Don't get me wrong; I fully understand the importance of keeping current, keeping up, and constantly seeking to learn something that will help me when I turn the knob on my exam-room door. I'm just a bit frustrated that the current process is so cumbersome. I am grateful for excellent material and the academicians and clinicians who can provide this program for the benefit of my learning process, but the challenge of time management for a mature private-practice cardiologist is where most of us live every day. I fear I won't figure out how to gain those MOC points that don't increase every time I take a chapter test and get CMEs. Furthermore, my anxiety regarding accumulating enough of those MOC points in time is 1000% higher than my fear of taking of the exam.

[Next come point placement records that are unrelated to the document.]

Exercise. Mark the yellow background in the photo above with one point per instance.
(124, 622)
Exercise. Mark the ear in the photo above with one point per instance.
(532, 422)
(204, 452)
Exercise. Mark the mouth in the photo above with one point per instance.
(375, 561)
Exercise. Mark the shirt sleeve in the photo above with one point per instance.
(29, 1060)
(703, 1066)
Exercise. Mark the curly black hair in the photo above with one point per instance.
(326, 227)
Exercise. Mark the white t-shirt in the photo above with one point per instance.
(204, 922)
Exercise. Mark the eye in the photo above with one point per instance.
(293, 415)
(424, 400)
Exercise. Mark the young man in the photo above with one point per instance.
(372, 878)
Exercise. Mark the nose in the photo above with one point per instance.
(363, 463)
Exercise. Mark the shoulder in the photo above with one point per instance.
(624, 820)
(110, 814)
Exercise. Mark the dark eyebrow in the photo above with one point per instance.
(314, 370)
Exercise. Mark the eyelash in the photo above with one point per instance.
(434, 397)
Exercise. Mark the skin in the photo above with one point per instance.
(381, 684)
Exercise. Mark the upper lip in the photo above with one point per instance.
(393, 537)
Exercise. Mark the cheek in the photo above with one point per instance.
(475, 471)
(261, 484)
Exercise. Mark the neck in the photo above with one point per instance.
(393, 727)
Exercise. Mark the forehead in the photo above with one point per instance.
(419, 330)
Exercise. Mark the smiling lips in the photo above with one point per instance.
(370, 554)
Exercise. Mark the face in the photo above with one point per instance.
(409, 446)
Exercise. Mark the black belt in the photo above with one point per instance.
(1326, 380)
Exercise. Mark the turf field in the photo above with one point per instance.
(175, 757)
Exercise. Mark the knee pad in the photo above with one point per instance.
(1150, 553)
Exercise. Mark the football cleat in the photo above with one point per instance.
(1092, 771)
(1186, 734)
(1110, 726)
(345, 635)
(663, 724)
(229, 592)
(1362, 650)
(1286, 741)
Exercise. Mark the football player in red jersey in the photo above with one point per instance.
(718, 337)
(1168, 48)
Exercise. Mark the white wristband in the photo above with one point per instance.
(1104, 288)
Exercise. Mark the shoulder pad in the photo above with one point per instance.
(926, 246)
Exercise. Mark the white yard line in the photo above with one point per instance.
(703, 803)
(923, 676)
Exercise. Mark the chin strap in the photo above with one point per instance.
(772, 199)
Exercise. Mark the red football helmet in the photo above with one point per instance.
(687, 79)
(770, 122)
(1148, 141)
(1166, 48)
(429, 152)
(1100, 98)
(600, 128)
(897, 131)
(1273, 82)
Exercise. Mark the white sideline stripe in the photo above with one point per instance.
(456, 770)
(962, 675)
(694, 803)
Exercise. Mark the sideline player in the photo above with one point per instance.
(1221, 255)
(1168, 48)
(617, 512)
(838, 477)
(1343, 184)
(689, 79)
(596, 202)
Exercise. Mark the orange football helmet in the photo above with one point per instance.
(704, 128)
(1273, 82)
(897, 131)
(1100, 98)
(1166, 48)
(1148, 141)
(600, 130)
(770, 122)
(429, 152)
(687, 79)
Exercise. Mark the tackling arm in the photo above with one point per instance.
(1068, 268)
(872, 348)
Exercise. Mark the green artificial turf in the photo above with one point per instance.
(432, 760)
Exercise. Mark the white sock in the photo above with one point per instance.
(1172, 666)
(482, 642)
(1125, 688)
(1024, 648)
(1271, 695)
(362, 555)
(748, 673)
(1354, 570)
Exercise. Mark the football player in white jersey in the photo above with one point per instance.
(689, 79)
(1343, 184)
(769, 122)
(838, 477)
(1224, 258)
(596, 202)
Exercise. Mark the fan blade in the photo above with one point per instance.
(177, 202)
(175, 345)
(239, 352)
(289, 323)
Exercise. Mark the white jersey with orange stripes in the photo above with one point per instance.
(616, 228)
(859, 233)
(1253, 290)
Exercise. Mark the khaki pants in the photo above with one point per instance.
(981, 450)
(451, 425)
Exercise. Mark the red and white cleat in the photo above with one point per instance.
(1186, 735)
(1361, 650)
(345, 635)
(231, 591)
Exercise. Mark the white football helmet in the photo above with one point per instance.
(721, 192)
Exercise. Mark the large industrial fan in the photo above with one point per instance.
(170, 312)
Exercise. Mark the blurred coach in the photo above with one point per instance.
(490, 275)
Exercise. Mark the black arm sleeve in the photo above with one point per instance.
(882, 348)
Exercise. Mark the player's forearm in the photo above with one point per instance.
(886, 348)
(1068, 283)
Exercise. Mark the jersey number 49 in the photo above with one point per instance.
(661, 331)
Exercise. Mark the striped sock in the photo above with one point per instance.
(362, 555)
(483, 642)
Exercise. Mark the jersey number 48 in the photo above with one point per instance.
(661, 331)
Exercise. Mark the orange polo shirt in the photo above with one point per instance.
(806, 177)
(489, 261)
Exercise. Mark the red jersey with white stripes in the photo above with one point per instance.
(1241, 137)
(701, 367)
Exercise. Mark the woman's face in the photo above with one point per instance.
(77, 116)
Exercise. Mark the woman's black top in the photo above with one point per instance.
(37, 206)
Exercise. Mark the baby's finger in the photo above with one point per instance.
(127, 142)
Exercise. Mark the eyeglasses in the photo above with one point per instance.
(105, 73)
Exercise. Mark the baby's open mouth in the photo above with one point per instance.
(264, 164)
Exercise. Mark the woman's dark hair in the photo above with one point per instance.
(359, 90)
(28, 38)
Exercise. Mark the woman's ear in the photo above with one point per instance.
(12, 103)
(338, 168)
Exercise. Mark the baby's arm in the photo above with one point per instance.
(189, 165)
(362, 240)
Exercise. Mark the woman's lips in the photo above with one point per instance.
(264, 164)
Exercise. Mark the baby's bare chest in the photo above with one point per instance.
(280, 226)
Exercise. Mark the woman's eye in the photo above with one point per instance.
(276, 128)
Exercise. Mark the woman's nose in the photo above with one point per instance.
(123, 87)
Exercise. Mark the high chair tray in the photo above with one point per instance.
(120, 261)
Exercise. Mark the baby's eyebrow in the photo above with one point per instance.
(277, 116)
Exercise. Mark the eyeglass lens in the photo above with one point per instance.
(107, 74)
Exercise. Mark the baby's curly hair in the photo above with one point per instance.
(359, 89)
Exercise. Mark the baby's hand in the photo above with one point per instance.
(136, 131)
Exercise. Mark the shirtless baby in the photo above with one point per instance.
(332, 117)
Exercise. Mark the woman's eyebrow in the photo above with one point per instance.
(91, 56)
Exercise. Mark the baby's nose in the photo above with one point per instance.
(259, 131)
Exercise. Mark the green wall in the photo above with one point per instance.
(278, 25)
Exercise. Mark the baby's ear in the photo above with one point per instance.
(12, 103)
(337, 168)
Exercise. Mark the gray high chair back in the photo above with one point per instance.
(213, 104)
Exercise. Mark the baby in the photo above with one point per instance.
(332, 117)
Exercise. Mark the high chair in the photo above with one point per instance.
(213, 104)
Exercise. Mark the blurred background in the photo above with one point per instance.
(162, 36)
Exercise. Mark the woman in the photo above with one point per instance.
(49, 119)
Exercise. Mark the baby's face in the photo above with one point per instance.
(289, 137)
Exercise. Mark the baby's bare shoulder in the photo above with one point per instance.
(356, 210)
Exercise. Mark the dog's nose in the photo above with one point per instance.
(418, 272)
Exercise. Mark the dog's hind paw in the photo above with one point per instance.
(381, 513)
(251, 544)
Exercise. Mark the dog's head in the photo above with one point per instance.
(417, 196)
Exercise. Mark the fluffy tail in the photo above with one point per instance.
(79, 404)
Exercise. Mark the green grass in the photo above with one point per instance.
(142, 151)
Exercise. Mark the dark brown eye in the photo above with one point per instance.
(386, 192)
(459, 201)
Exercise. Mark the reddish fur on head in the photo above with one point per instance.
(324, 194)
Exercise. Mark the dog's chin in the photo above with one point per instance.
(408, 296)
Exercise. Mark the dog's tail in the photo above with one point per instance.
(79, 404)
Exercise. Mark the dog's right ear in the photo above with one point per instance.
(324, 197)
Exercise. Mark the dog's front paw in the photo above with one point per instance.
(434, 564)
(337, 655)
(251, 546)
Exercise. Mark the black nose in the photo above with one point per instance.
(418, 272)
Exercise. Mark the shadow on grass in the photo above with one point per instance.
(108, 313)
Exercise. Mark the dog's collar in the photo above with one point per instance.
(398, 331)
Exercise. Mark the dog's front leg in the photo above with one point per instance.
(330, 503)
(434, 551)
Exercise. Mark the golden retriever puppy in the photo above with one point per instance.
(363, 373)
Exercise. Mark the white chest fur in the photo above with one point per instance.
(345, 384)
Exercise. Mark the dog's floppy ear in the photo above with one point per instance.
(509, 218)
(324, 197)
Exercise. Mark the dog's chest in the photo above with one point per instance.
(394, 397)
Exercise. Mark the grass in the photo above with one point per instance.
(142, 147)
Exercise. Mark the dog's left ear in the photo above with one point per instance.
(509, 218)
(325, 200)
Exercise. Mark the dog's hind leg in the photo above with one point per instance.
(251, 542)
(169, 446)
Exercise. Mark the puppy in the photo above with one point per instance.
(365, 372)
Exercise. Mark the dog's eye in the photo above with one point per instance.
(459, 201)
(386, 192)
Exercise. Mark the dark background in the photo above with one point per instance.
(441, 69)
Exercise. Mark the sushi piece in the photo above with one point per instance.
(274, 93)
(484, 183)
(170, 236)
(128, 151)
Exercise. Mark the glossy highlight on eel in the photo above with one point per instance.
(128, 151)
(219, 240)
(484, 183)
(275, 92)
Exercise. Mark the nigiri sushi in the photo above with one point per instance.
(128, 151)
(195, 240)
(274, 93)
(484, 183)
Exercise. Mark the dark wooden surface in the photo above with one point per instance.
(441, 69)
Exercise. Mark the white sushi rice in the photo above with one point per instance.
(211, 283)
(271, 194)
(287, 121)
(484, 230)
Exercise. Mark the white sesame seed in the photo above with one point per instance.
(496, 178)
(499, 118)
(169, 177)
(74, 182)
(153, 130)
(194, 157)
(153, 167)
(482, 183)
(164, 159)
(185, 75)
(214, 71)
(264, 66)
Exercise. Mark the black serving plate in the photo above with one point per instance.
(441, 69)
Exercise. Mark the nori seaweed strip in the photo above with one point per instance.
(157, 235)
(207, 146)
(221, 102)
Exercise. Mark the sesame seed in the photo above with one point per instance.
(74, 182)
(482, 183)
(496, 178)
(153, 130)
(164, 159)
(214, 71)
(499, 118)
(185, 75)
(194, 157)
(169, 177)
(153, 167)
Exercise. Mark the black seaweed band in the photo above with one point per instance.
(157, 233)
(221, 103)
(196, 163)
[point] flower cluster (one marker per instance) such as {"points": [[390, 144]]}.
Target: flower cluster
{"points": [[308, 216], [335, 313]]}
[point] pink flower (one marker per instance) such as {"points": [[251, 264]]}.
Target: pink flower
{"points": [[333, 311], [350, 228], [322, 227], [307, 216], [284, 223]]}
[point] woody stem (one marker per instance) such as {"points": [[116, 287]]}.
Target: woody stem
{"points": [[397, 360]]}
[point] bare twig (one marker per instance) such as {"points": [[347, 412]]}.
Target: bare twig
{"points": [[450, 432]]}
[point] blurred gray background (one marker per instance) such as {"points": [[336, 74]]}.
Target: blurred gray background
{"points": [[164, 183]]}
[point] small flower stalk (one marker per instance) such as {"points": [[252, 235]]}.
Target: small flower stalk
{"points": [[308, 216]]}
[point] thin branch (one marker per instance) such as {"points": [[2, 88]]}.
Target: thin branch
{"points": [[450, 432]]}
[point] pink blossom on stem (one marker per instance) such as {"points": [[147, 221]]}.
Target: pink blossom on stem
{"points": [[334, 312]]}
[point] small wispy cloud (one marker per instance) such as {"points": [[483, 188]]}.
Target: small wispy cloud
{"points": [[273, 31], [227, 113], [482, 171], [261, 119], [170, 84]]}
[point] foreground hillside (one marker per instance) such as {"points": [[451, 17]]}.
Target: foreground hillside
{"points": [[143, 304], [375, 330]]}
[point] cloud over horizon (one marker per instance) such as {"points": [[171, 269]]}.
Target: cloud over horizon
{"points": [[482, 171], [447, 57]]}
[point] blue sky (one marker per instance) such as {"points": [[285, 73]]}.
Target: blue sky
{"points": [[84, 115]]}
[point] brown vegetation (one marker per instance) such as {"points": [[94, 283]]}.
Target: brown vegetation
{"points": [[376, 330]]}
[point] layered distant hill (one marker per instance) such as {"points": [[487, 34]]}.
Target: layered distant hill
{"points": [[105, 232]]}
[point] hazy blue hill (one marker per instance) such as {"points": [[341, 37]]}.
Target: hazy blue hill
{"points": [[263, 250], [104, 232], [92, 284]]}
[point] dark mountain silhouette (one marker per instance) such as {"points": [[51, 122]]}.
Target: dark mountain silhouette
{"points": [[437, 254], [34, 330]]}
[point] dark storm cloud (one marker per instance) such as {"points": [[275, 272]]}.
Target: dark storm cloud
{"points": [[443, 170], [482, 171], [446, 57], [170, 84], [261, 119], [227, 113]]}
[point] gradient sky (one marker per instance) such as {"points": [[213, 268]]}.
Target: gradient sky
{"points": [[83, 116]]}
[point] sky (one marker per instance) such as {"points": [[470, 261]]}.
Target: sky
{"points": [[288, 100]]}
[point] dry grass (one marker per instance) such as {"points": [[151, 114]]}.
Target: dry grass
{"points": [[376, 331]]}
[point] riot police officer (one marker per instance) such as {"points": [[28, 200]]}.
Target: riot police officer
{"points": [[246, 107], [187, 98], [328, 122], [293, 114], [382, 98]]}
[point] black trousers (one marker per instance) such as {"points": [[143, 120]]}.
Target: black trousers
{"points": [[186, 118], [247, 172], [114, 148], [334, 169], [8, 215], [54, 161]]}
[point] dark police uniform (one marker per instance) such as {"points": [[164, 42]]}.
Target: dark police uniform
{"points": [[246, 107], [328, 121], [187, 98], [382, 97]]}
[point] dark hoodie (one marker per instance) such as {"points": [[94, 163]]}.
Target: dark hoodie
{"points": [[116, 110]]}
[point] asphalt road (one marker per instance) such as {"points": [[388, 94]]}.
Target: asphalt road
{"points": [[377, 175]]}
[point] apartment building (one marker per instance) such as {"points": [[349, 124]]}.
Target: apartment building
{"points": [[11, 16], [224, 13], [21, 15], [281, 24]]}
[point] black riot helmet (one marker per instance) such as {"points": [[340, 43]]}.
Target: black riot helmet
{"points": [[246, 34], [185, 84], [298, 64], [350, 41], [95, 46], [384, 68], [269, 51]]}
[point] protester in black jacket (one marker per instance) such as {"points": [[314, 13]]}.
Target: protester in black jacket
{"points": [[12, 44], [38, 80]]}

No matter the depth of my gratitude and admiration for the ACCSAP 8 material, I insist that just reading the information for recertification and then showing up to take an exam is faster, easier, more efficient, and less stressful. Proving one is still worthy of practicing cardiac medicine after 22 years should not be so complicated. My CME credits I earn for reading the material should be credited automatically, and MOC points should be earned from CMEs and practice tests. If we could simplify the recertification process and make it far less painful, I could have a much better day, get on with my life, and then hope the next 10 years pass much more slowly.